Foto: rts/NORBERT VON DER GROEBEN
Der verstorbene Apple-Chef hat Eric Schmidt im Jahr 2007 in einer E-Mail persönlich gebeten, einen Programmierer nicht abzuwerben. Das Schreiben könnte einem Google-Mitarbeiter den Job gekostet haben.

Im Rahmen eines Gerichtsverfahrens wurde eine E-Mail veröffentlicht, die Steve Jobs im Jahr 2007 an Eric Schmidt geschickt hat, wie Reuters berichtet.
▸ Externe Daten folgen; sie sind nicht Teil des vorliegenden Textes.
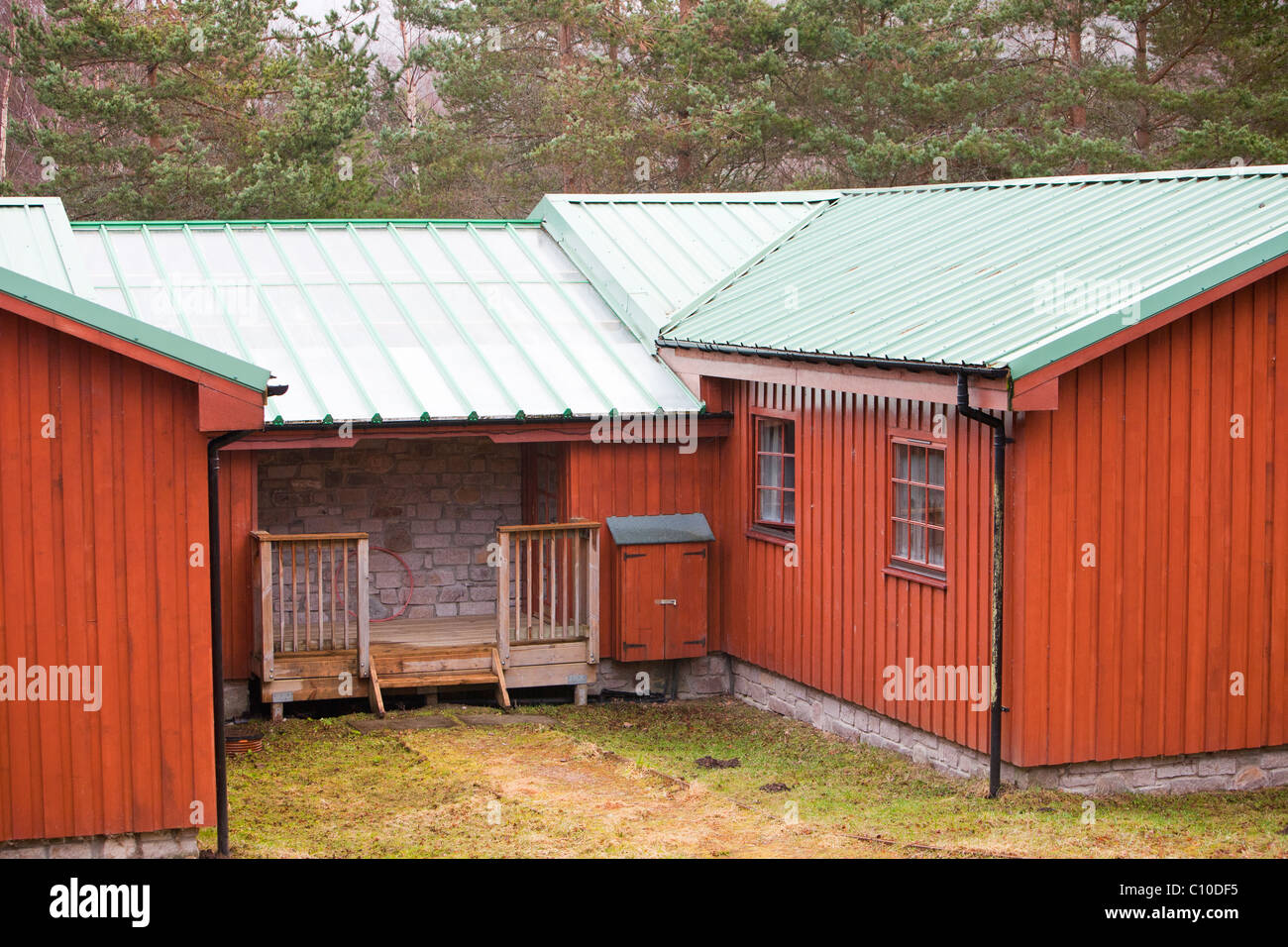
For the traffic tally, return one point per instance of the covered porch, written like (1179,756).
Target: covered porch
(316,639)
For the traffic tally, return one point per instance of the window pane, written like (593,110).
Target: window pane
(772,437)
(936,548)
(771,505)
(918,544)
(917,510)
(935,506)
(936,468)
(771,472)
(917,464)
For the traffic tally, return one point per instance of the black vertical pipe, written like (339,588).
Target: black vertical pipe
(217,631)
(999,570)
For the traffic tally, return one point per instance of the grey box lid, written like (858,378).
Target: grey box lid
(675,527)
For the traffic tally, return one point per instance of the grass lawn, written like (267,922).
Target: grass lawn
(623,780)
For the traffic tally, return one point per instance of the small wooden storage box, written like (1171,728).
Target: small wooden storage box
(661,585)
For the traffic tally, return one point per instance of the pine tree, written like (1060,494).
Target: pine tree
(198,108)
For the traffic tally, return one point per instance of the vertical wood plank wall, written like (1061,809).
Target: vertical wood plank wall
(608,479)
(95,527)
(836,620)
(1132,657)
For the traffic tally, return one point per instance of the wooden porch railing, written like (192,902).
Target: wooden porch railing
(548,585)
(304,583)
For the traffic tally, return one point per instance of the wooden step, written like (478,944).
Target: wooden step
(442,677)
(437,680)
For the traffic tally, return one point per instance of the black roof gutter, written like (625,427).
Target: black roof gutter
(857,361)
(999,604)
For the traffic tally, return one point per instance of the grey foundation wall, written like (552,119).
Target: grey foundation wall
(1234,770)
(436,502)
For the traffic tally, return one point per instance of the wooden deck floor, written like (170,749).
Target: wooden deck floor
(434,633)
(404,648)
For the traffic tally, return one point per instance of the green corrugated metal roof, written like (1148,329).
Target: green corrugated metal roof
(1001,274)
(649,256)
(387,320)
(133,330)
(37,241)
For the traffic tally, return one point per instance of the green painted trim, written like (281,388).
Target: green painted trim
(314,222)
(133,330)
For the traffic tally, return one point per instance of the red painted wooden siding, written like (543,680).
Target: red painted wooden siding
(608,479)
(239,514)
(1133,656)
(95,527)
(836,620)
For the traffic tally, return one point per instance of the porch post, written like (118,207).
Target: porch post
(364,608)
(502,599)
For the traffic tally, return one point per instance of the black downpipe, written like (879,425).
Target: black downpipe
(1000,441)
(217,630)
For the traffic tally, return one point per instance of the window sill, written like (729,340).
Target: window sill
(778,539)
(935,581)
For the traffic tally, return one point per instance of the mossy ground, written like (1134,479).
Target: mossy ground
(621,780)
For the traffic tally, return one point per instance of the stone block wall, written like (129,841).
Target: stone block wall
(695,677)
(1233,770)
(167,843)
(436,502)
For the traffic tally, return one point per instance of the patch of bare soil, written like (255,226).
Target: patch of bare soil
(584,800)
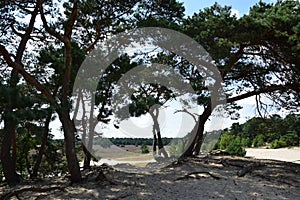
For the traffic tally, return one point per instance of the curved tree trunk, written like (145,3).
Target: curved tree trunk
(8,161)
(156,132)
(196,139)
(42,148)
(69,134)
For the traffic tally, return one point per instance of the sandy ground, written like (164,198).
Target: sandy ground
(213,177)
(283,154)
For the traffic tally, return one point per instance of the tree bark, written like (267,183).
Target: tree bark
(42,148)
(69,134)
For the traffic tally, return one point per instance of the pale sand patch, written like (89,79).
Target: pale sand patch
(283,154)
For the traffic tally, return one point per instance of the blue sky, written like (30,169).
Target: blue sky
(242,6)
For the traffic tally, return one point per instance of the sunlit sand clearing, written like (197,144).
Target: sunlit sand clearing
(283,154)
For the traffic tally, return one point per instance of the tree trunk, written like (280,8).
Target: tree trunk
(196,139)
(8,163)
(43,146)
(156,132)
(69,134)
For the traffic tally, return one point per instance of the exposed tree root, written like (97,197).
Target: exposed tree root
(198,175)
(17,192)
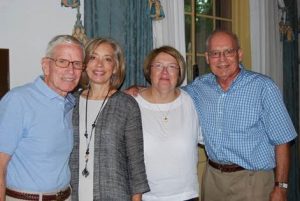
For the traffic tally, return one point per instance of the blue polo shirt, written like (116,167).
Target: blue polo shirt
(36,131)
(243,124)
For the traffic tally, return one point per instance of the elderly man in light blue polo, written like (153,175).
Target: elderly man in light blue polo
(36,134)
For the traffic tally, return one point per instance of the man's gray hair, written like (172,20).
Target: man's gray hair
(62,39)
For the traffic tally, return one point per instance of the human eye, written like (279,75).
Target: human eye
(214,54)
(77,64)
(229,52)
(108,59)
(173,66)
(62,62)
(157,65)
(92,57)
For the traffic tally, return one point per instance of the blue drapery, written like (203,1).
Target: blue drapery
(127,22)
(291,93)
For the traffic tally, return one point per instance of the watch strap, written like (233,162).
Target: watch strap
(283,185)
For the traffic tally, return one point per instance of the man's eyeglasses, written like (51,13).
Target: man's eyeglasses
(171,68)
(64,63)
(226,53)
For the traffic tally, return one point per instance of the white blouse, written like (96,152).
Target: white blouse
(171,134)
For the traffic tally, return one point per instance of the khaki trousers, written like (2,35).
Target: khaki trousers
(15,199)
(236,186)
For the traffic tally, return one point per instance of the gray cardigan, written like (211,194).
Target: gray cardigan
(119,169)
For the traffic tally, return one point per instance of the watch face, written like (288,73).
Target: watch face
(281,185)
(284,185)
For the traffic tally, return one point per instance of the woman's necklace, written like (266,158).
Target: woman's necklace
(164,114)
(85,171)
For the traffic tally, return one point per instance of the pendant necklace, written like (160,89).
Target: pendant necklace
(85,171)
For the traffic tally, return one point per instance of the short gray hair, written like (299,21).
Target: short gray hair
(62,39)
(217,31)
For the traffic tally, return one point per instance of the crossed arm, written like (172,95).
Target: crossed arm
(4,159)
(282,153)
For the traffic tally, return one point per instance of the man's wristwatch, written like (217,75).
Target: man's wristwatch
(281,184)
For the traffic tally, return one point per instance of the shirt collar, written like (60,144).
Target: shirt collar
(47,91)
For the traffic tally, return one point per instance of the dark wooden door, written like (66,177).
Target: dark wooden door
(4,71)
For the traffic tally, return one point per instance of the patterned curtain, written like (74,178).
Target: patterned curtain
(128,22)
(289,37)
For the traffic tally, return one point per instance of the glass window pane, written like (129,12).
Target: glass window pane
(187,6)
(223,8)
(204,7)
(226,25)
(188,34)
(204,26)
(189,67)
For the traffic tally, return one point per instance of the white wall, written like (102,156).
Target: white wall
(25,29)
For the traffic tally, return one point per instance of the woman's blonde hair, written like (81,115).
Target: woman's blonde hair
(119,75)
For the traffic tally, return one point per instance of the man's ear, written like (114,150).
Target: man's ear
(45,66)
(206,57)
(240,54)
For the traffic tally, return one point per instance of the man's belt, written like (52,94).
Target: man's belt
(59,196)
(225,168)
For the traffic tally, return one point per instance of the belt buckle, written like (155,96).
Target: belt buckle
(60,196)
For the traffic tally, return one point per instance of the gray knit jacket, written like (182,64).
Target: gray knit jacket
(119,169)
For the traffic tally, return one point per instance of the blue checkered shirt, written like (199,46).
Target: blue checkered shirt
(243,124)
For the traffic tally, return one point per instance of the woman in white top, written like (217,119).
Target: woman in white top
(170,128)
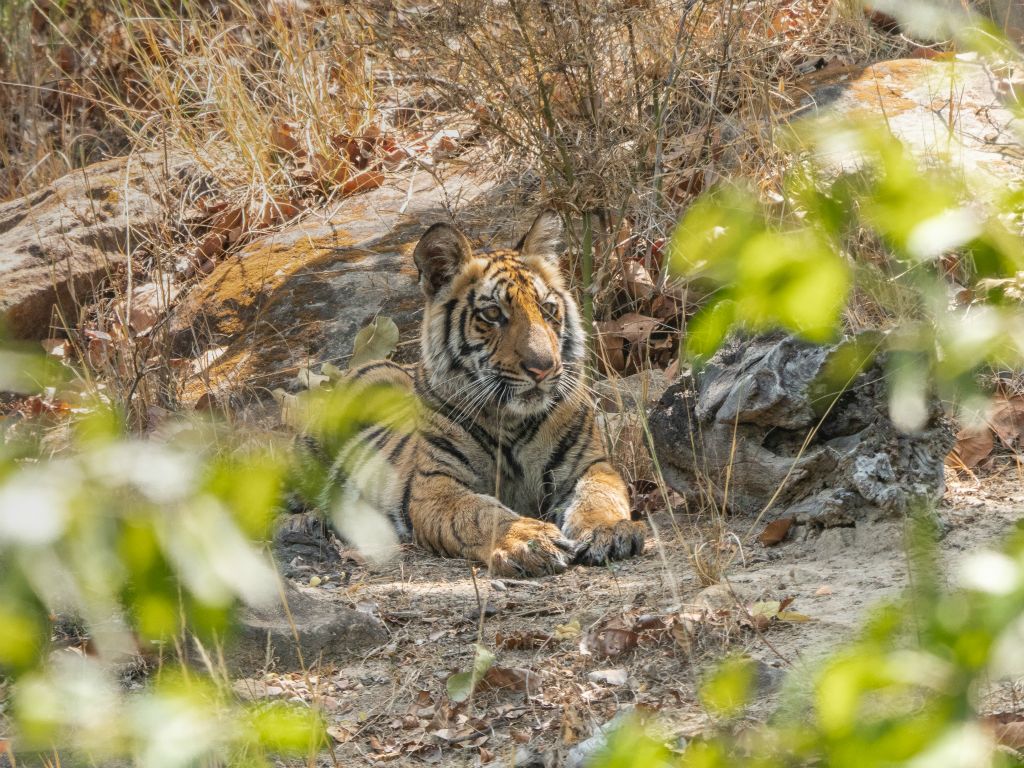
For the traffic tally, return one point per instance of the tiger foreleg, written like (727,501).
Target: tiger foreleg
(451,519)
(598,517)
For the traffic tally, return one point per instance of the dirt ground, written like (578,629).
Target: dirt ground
(392,706)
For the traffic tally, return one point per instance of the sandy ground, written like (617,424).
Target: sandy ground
(392,706)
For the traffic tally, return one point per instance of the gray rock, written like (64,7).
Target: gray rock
(584,753)
(61,244)
(748,413)
(305,536)
(298,297)
(327,632)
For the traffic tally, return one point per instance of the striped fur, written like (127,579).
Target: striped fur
(506,465)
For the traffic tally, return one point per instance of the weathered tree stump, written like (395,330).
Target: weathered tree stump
(766,425)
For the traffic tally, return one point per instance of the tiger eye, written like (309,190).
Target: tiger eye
(492,313)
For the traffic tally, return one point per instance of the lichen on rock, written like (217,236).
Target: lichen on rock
(765,427)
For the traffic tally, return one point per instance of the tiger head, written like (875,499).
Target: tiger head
(500,327)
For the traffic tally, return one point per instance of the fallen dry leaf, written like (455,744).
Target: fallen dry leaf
(56,347)
(511,678)
(639,284)
(973,445)
(361,181)
(1007,420)
(610,640)
(341,733)
(775,531)
(568,631)
(616,676)
(522,640)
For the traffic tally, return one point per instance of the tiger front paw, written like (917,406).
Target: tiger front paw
(613,541)
(530,548)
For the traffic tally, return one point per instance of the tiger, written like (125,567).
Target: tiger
(506,464)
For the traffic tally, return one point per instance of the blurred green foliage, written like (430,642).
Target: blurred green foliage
(151,546)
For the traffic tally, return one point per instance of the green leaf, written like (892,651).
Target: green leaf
(375,342)
(462,684)
(709,329)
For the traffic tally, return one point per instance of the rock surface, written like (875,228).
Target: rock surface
(59,245)
(954,110)
(326,631)
(299,297)
(745,416)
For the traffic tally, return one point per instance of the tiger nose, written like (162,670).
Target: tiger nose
(539,369)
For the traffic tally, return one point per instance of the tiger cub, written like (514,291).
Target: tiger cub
(506,464)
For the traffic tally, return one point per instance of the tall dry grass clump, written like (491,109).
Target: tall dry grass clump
(628,109)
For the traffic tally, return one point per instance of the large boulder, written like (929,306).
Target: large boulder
(310,631)
(772,423)
(62,243)
(298,297)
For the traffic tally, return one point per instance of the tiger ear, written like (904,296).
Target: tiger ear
(439,255)
(544,237)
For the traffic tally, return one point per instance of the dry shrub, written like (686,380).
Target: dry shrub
(627,108)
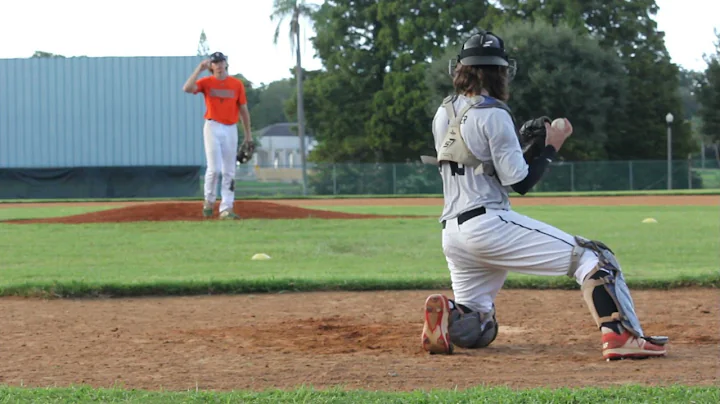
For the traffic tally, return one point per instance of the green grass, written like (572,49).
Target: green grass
(45,212)
(710,176)
(706,191)
(133,259)
(620,394)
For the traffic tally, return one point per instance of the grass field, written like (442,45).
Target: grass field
(189,258)
(625,394)
(186,258)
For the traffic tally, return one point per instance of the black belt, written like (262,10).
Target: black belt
(464,217)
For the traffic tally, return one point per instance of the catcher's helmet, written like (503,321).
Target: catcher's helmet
(484,49)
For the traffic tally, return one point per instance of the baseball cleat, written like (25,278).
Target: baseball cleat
(627,346)
(435,336)
(228,215)
(207,209)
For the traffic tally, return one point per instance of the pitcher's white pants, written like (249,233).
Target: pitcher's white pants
(481,251)
(221,142)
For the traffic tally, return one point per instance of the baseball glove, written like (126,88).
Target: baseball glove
(245,151)
(532,137)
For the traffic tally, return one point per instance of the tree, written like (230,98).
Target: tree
(369,103)
(203,47)
(628,28)
(269,108)
(294,10)
(559,70)
(41,54)
(709,94)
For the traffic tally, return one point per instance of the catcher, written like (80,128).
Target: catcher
(226,104)
(481,158)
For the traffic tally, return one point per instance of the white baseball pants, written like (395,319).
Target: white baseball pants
(221,142)
(481,251)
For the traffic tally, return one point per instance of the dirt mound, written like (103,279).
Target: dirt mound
(184,211)
(366,340)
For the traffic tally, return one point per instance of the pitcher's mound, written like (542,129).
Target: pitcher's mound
(192,211)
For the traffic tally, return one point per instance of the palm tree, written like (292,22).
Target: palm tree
(295,9)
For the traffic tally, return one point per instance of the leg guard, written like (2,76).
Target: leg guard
(472,330)
(607,295)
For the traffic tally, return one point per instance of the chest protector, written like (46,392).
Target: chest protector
(454,148)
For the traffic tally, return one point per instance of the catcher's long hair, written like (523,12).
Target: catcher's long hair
(473,79)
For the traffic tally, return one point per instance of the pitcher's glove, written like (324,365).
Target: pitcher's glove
(245,151)
(532,137)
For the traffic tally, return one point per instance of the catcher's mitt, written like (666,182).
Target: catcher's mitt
(532,137)
(245,151)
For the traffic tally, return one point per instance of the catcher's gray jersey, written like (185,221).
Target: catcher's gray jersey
(490,136)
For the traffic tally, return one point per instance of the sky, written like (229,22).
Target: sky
(242,29)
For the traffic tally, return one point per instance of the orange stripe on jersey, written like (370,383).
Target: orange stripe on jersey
(223,98)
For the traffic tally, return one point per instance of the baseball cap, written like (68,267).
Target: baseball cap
(217,57)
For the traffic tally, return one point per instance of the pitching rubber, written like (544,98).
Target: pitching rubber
(435,336)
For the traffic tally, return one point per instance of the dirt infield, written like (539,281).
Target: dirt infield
(649,200)
(357,340)
(368,340)
(179,211)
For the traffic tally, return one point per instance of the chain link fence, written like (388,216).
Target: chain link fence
(418,178)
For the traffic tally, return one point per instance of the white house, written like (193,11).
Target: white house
(280,146)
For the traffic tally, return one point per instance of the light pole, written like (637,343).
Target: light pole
(669,119)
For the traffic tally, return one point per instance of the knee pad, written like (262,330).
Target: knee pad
(605,291)
(472,330)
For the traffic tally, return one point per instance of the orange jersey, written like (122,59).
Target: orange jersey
(223,98)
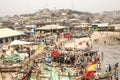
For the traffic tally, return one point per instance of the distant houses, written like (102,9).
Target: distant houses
(7,35)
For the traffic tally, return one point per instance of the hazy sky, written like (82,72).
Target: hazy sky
(11,7)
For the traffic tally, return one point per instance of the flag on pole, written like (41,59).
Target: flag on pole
(27,76)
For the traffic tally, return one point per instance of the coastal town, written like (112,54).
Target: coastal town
(60,44)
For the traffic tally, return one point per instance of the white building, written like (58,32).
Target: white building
(7,35)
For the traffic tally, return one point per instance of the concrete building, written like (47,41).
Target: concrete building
(7,35)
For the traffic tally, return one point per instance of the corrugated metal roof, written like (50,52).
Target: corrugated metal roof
(6,32)
(101,24)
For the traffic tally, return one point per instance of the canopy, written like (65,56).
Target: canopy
(18,42)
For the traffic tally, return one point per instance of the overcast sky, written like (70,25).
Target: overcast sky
(11,7)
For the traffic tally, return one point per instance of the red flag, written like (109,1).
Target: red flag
(89,74)
(55,53)
(27,76)
(95,61)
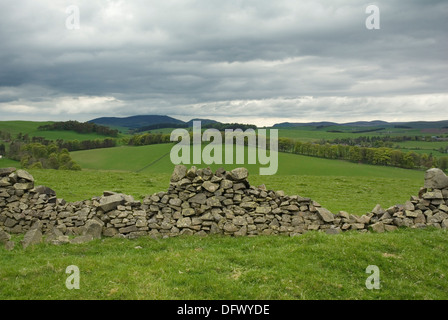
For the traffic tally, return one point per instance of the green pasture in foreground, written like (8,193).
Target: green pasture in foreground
(312,266)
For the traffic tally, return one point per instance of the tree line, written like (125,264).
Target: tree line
(368,155)
(80,127)
(40,156)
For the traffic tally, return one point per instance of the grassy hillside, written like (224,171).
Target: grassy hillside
(312,266)
(30,128)
(337,185)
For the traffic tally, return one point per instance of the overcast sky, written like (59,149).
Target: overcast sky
(256,61)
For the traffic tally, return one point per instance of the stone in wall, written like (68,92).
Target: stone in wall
(199,201)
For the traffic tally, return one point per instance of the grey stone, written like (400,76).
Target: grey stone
(22,174)
(32,237)
(94,228)
(433,195)
(24,186)
(199,198)
(4,237)
(184,222)
(378,227)
(9,245)
(44,190)
(10,222)
(239,174)
(210,186)
(436,179)
(180,171)
(188,212)
(81,239)
(4,172)
(325,214)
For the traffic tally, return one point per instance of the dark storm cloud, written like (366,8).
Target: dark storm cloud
(312,60)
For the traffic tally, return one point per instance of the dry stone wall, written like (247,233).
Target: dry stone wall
(199,202)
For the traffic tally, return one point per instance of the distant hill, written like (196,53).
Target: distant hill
(203,121)
(149,122)
(134,122)
(304,124)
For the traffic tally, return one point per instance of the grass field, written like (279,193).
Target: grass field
(337,185)
(30,128)
(312,266)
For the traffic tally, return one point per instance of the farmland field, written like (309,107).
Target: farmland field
(337,185)
(312,266)
(31,128)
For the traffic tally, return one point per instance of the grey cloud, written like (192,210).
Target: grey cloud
(165,57)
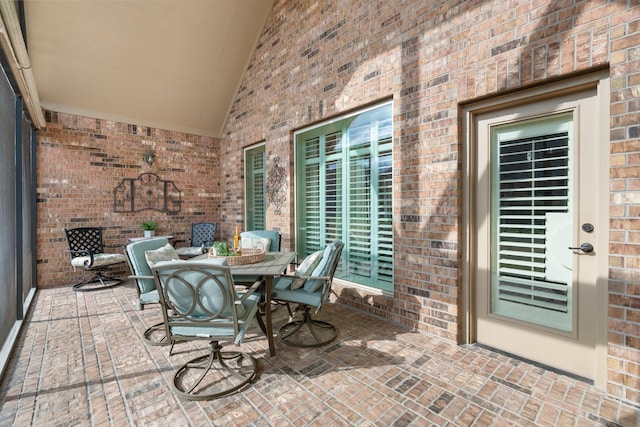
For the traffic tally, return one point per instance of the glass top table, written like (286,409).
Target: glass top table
(274,265)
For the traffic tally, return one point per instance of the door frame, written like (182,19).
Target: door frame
(468,239)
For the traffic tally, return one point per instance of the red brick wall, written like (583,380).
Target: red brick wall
(319,59)
(80,160)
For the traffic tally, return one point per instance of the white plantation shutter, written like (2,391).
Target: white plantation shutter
(256,208)
(531,189)
(345,191)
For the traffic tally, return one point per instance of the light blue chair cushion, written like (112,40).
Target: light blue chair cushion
(306,268)
(322,269)
(211,298)
(223,327)
(140,267)
(164,253)
(282,291)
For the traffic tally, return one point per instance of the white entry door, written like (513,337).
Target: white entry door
(538,244)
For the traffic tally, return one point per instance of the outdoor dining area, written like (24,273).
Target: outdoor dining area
(213,349)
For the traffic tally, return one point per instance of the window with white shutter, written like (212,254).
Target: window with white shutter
(255,191)
(344,190)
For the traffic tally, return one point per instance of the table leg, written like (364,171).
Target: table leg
(267,314)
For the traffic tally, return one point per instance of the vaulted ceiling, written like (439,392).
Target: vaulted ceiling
(170,64)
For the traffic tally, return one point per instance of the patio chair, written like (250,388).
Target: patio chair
(309,287)
(86,248)
(199,302)
(269,240)
(203,234)
(145,284)
(251,238)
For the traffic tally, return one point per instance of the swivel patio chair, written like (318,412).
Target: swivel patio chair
(199,302)
(86,248)
(309,287)
(203,234)
(145,284)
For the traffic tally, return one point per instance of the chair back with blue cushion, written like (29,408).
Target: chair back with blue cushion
(141,271)
(309,287)
(199,302)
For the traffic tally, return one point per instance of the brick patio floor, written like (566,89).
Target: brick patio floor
(80,360)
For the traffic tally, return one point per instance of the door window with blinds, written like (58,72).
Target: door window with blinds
(255,188)
(344,191)
(531,186)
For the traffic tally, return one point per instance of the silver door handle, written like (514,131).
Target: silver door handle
(585,247)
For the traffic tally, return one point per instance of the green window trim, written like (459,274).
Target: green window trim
(344,190)
(255,188)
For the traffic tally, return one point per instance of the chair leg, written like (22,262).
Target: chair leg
(307,332)
(214,375)
(106,282)
(157,335)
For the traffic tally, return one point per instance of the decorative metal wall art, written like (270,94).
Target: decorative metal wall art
(276,186)
(147,191)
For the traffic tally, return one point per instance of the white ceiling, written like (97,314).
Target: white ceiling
(170,64)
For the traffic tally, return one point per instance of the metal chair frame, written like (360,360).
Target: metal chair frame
(288,331)
(203,234)
(217,373)
(88,242)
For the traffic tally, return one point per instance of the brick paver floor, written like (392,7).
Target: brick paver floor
(81,361)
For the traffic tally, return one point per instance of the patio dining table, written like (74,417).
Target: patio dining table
(274,265)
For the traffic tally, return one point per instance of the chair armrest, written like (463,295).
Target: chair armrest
(291,276)
(133,276)
(175,242)
(256,285)
(119,245)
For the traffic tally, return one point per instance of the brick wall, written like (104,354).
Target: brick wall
(80,160)
(318,59)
In dem Schreiben bittet Jobs, dass Google stoppe, einen Apple-Programmierer abzuwerben: "Ich wäre erfreut, wenn eure Personalabteilung damit aufhören würde.“ Schmidt leitete das Schreiben an weitere unbekannte Empfänger weiter und ergänzte es mit: „Bitte hört damit auf und informiert mich, warum soetwas passiert.“ Googles Personalchef antwortete, dass der verantwortliche Mitarbeiter der Personalabteilung "innerhalb einer Stunde gekündigt wird" und ergänzte: "Bitte richten Sie Steve Jobs meine Entschuldigung aus".

In dem nun laufenden Gerichtsverfahren werfen fünf Programmierer den Unternehmen Google, Apple, Adobe, Intel und Walt Disneys Pixar vor, illegale Absprachen getroffen zu haben, untereinander keine Mitarbeiter abzuwerben. Damit sollten die Löhne niedrig gehalten werden. Die Beklagten bestreiten die Vorwürfe und beantragten, das Verfahren einzustellen. Der Antrag wurde aber diese Woche abgelehnt, das Zivilverfahren läuft weiter.